Verhaal Lydia Opsomer:
Lydia’s verste herinneringen aan de strandcabines gaan terug naar de tijd dat ze met het buurjongetje op het strand samen in een ‘park’ zat. Dat kan al tellen, want Lydia is geboren in 1954!
Langs haar vaders kant huurden ze ook al een cabine, maar in tegenstelling tot haar moeder was vader geen ‘strandzitter’.
De laatste 30 jaar hebben ze altijd dezelfde vaste stek, op het laatste stuk strand van Oostende, aan de surfclub, waar je niet mag zwemmen, maar waar er maar één rij cabines staat: luxe dus, want onbelemmerd zicht op zee! Ze huren hun cabine bij Van de Velde.
Lydia herinnert zich nog de openbare veiling vroeger waar de cabines per opbod werden toegewezen. Haar vader was gerechtsdeurwaarder en woonde de zittingen bij. Het was altijd een geanimeerd en spannend gebeuren: zouden ze dezelfde plek krijgen tegen dezelfde prijs? Of zou er iemand anders opbieden? Later werd dit systeem verlaten en is er een vaste prijs voor een cabine, al naargelang de plaats. Bij overlijden of ziekte van een huurder gaat de eerste kans tot huren altijd eerst naar de kinderen. Pas als die geen interesse hebben, wordt de plek volledig vrij gegeven.

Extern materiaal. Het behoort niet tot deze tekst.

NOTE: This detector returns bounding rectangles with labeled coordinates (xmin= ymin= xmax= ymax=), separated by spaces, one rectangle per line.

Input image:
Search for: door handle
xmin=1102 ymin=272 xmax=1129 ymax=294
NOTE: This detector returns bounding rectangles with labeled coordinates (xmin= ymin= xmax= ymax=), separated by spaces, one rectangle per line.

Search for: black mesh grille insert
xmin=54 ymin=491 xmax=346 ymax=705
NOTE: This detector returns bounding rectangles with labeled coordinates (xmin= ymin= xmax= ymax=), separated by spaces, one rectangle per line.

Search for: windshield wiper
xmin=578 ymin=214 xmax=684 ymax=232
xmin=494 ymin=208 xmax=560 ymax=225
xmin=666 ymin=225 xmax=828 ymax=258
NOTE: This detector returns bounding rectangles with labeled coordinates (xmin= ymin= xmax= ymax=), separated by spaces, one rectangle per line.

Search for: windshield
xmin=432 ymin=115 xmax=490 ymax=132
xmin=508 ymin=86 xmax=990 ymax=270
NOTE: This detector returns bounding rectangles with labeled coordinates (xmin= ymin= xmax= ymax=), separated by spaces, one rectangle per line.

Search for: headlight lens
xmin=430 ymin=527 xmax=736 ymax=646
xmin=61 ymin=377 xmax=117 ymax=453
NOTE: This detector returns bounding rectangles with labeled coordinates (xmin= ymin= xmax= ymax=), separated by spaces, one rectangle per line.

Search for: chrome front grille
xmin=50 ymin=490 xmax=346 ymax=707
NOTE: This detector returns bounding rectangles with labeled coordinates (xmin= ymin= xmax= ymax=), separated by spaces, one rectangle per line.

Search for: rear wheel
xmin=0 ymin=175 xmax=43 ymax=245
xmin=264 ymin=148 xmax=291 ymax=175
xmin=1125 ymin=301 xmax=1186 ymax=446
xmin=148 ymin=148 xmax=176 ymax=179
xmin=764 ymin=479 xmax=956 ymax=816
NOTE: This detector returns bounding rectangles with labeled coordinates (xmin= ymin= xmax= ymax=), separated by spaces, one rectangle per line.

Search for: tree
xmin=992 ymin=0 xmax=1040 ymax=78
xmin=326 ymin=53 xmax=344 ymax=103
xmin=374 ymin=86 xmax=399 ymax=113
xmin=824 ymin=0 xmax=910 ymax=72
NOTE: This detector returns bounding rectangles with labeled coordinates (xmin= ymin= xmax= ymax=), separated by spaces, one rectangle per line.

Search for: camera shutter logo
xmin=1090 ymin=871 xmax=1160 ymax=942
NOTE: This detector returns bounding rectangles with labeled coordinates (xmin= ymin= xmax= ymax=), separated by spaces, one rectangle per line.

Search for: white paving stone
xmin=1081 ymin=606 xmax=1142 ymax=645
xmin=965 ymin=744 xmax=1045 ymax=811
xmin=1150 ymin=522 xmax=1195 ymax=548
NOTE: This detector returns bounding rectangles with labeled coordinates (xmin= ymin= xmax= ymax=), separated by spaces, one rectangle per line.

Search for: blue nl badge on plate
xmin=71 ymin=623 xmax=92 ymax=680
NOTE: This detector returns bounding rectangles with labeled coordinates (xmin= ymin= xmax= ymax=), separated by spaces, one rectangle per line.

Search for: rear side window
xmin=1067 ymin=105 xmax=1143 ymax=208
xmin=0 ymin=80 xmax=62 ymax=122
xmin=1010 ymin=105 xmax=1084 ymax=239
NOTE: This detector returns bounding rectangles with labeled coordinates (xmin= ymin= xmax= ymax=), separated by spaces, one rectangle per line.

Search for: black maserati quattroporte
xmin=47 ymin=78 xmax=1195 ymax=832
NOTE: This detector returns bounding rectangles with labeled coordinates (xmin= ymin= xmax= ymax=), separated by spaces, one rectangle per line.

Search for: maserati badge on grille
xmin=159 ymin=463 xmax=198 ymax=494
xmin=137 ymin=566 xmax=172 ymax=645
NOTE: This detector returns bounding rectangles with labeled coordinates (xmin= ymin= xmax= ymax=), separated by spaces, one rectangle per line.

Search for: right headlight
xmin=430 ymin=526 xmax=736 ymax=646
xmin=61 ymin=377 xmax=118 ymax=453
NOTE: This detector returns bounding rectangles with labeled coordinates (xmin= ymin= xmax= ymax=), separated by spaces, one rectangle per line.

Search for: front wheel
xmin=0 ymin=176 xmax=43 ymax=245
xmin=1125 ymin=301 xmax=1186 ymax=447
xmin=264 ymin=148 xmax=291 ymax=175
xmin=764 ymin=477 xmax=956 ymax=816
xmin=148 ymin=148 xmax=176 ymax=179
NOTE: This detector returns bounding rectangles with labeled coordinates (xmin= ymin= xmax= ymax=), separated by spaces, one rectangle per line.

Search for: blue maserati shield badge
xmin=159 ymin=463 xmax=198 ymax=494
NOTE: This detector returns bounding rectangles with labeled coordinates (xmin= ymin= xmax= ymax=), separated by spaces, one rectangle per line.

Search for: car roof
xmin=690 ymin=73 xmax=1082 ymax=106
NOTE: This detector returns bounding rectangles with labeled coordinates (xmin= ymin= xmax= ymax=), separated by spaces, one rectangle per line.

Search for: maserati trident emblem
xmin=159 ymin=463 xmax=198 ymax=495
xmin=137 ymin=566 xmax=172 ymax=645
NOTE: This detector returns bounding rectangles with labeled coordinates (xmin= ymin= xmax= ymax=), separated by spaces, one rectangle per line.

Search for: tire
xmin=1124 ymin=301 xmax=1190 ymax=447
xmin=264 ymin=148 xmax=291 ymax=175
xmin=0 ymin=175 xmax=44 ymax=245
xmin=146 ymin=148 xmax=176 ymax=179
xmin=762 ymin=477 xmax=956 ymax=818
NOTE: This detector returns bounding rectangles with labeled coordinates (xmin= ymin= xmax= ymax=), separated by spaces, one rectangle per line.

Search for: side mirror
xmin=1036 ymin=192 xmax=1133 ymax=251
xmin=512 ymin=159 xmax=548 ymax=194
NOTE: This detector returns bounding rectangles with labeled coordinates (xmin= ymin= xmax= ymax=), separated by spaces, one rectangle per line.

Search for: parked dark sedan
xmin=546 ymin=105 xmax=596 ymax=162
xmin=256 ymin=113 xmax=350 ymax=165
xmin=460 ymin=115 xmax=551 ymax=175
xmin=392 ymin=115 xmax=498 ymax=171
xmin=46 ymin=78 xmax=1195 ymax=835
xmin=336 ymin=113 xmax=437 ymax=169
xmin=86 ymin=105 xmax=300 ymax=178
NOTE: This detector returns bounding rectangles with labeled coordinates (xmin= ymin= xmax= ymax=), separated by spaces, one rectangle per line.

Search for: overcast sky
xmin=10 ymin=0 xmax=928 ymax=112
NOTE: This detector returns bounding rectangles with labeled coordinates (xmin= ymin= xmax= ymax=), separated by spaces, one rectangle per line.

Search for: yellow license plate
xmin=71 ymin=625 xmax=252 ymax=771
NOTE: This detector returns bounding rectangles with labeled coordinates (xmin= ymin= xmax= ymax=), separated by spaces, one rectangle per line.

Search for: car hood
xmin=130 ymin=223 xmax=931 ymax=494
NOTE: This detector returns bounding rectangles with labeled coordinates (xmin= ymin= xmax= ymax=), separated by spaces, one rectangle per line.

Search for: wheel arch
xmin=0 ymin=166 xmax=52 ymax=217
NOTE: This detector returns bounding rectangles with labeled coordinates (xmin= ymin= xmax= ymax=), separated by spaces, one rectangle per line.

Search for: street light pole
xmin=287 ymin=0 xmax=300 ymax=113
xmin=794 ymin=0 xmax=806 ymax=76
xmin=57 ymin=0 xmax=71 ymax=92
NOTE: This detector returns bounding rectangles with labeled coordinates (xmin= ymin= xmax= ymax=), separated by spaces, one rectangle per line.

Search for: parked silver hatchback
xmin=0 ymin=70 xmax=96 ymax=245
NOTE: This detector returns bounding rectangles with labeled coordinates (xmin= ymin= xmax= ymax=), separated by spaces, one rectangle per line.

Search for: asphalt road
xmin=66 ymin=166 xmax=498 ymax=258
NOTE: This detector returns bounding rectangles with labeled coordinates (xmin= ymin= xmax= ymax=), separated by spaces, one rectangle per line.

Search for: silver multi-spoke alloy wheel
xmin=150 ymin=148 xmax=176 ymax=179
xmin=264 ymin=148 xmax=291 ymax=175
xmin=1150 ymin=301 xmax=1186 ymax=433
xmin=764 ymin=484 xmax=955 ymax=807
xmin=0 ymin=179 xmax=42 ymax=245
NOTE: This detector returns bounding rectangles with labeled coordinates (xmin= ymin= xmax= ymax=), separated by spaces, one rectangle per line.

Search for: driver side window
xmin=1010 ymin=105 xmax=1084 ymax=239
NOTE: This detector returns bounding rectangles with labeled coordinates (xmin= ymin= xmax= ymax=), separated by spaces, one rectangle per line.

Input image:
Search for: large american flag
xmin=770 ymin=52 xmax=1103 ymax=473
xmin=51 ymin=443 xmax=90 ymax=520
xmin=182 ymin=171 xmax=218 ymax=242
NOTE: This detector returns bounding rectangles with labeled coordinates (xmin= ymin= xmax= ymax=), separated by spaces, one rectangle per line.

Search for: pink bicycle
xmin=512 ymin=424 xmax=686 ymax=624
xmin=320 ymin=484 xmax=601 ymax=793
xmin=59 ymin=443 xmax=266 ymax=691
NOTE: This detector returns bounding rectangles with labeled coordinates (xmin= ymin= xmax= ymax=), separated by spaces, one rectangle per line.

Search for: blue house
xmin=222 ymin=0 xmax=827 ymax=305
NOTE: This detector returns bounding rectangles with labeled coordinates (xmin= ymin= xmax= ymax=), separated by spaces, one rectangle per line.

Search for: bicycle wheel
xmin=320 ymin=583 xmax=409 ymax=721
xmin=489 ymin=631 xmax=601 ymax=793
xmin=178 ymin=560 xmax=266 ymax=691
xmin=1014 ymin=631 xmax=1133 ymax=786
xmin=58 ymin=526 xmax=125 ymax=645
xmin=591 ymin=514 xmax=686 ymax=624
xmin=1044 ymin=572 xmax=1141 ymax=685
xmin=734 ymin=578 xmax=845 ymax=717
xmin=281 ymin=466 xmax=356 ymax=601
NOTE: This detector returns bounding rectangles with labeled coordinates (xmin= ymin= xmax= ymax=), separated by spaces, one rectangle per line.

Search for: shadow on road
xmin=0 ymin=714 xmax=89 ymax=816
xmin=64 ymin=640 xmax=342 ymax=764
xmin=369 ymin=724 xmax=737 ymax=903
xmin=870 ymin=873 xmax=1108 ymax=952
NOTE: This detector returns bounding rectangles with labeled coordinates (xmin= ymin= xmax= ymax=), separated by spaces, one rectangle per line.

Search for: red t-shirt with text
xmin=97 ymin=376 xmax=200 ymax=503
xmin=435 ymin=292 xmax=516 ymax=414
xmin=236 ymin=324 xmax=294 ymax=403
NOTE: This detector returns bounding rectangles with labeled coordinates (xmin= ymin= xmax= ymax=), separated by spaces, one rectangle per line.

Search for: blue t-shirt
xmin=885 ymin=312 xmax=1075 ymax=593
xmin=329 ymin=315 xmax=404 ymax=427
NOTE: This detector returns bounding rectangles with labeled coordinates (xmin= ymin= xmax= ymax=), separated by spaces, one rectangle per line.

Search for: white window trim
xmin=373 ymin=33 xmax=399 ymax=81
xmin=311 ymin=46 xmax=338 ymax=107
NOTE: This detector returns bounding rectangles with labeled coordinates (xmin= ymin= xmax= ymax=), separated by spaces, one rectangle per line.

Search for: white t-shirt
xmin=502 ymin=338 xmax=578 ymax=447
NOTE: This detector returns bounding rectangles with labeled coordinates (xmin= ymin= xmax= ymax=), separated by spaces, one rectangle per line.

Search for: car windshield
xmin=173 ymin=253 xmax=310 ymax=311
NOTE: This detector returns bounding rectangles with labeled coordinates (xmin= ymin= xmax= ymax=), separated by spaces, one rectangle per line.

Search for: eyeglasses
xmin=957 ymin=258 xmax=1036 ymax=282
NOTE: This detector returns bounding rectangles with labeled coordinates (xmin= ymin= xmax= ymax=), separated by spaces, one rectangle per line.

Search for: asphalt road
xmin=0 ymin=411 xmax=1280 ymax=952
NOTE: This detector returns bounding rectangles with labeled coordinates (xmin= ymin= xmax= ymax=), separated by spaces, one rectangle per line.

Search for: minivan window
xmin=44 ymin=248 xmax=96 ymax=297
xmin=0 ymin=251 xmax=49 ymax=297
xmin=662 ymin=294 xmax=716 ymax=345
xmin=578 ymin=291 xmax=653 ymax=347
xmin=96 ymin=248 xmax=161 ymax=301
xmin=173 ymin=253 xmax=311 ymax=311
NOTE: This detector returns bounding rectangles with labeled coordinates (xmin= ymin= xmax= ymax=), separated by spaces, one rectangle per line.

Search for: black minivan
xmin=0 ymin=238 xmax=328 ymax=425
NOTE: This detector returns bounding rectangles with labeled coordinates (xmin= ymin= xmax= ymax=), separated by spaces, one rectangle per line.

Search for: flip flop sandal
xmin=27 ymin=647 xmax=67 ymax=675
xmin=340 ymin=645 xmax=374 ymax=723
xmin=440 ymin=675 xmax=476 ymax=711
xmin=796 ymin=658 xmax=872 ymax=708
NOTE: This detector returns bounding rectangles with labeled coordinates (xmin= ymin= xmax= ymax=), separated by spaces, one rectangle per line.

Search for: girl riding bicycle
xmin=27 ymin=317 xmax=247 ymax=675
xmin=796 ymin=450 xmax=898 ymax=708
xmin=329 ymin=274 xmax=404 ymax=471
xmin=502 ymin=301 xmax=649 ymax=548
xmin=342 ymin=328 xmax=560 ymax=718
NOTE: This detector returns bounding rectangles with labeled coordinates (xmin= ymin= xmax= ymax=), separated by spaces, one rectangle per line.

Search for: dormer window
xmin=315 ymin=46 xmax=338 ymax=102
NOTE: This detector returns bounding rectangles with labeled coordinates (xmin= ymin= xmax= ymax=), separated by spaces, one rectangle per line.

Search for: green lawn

De huur voor hun cabine, op de geprivilegieerde één rij-plaats, is duurder dan een cabine in twee- of driedubbele rij ook. De meeste huurders, meestal Oostendenaars, delen de cabine (en dus ook de huurprijs) met familie of vrienden. Lydia deelt die met haar schoonbroer en – zus.
De huur start nu meestal in de paasvakantie en loopt tot eind september.
Het ‘vullen’ van de cabine gaf altijd een vrolijk gevoel: de zomer komt eraan! Het leeg maken gaf eerder een gevoel van melancholie: hij is weer voorbij, die mooie zomer…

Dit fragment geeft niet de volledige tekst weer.